Diskussion um Zugspitz-Werbung Das ist der Gipfel

Hat da jemand das Gipfelkreuz von der Zugspitze geklaut? In einem Werbekatalog für arabische Touristen wird das Bergpanorama ohne das berühmte Touristenziel gezeigt. Aus religiöser Rücksichtnahme, wird gemunkelt. Die Garmischer wundern sich über diese Interpretation.

Von Ingrid Fuchs und Oliver Hollenstein

Kreuze sind in Bayern immer für einen Aufreger gut. Vor 17 Jahren hat das Bundesverfassungsgericht geurteilt, dass Kinder in bayerischen Klassenräumen nicht vom Anblick eines Kreuzes belästigt werden dürfen - und löste damit eine hitzige Debatte aus.

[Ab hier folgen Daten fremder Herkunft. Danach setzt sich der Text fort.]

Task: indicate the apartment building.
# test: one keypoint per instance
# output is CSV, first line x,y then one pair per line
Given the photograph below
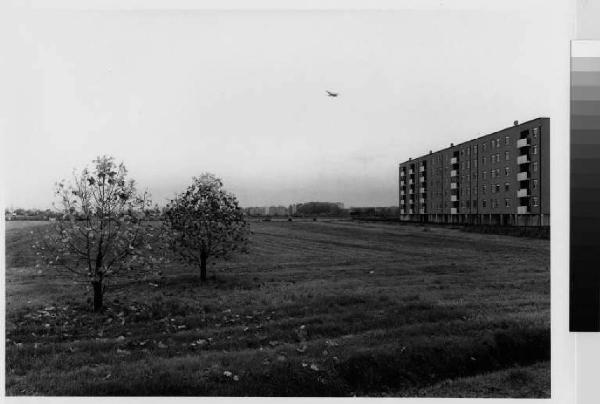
x,y
501,178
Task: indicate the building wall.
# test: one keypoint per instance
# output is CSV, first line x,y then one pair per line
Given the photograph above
x,y
501,175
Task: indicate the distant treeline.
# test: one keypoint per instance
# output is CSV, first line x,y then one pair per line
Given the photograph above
x,y
328,209
49,214
308,209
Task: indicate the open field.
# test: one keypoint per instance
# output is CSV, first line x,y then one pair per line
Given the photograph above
x,y
326,308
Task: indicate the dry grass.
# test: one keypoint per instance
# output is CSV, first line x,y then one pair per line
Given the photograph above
x,y
317,308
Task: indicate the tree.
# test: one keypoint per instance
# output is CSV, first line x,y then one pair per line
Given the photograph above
x,y
205,221
102,230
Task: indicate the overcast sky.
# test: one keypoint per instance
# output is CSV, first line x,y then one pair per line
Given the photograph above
x,y
242,95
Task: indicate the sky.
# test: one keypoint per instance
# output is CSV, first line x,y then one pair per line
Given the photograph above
x,y
242,94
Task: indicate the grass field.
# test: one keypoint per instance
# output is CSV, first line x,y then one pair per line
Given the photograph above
x,y
316,309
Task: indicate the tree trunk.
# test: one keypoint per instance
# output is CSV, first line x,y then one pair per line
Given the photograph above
x,y
97,285
203,257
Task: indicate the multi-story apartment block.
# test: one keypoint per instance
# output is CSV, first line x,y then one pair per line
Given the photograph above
x,y
500,178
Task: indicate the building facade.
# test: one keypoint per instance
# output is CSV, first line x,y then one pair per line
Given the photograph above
x,y
501,179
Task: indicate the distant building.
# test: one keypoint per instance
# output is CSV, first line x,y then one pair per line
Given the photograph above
x,y
500,178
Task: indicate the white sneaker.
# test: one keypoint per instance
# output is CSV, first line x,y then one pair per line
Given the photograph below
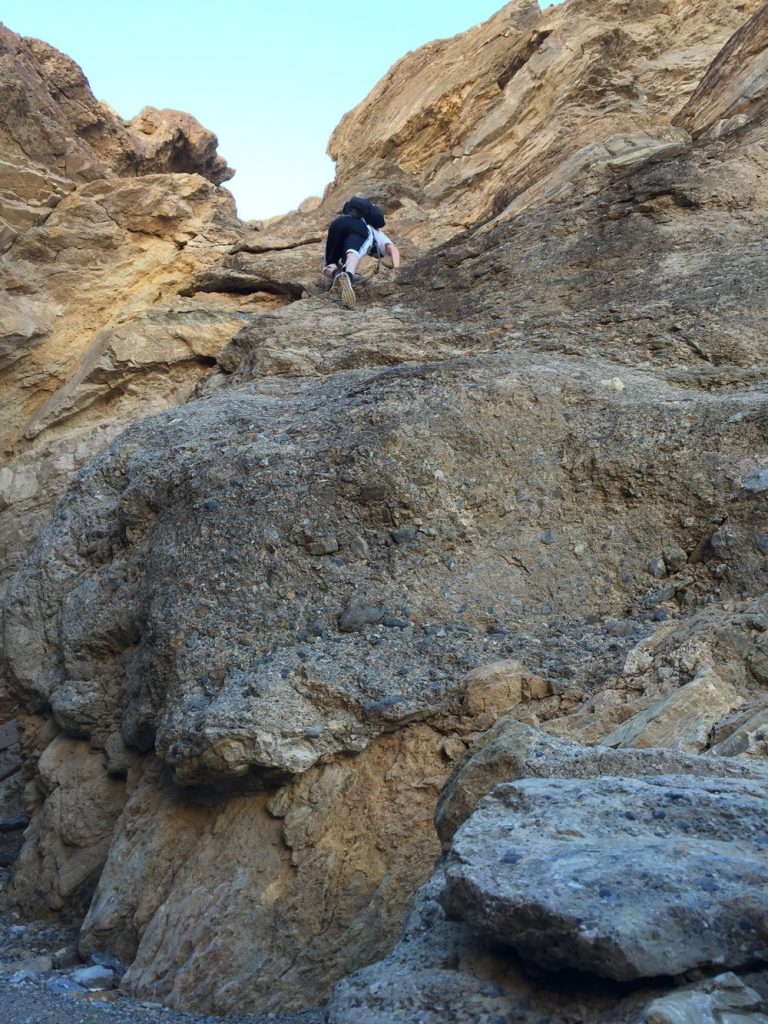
x,y
347,292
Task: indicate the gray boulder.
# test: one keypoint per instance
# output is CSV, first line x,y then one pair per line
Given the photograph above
x,y
624,878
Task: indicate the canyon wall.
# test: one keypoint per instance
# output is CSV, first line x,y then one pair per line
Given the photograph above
x,y
492,543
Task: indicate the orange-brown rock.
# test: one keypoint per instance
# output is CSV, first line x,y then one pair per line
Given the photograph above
x,y
538,454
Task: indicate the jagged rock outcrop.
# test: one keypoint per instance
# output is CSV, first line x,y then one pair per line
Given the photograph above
x,y
525,478
450,966
101,223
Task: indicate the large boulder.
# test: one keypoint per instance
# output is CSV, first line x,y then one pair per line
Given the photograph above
x,y
626,879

Spanische Touristen werden mit Gipfelkreuz zur Zugspitze gelockt (Foto links), Gäste aus arabischen Ländern ohne (Foto rechts).

(Foto: oh)

Heute hängt in den meisten Klassenzimmern immer noch ein Kreuz. Sobald es jemanden stört, wird es abgehängt. Keine große Sache mehr. Aber wenn gerade ein Bischof Bestrafung von Blasphemie gefordert hat, wenn es um das höchste Kreuz Deutschlands geht, 300 Kilo schwer, 4,88 Meter hoch, vergoldet, 2962 Meter über dem Meeresspiegel, dann scheint das Kreuz immer noch für einen Wirbel gut.

"Die Tourismusregion Garmisch-Partenkirchen hat in einem Werbeprospekt für den arabischen Raum das Gipfelkreuz der Zugspitze wegretuschiert", vermeldete der päpstliche Radiosender Radio Vatikan am Wochenende. Das berühmte goldene Kreuz auf Deutschlands höchstem Berg, ein Markenzeichen, ein kultureller Identifikationspunkt - aus religiöser Rücksichtnahme wegretuschiert?

"Das hat mich im ersten Moment ganz schön erschrocken", sagt Andreas Lackermeier, Pfarrer von Garmisch-Partenkirchen und damit auch für die Kapelle und das Kreuz an der Zugspitze zuständig. Er habe er sich sofort bei der bayerischen Zugspitzbahn erkundigt.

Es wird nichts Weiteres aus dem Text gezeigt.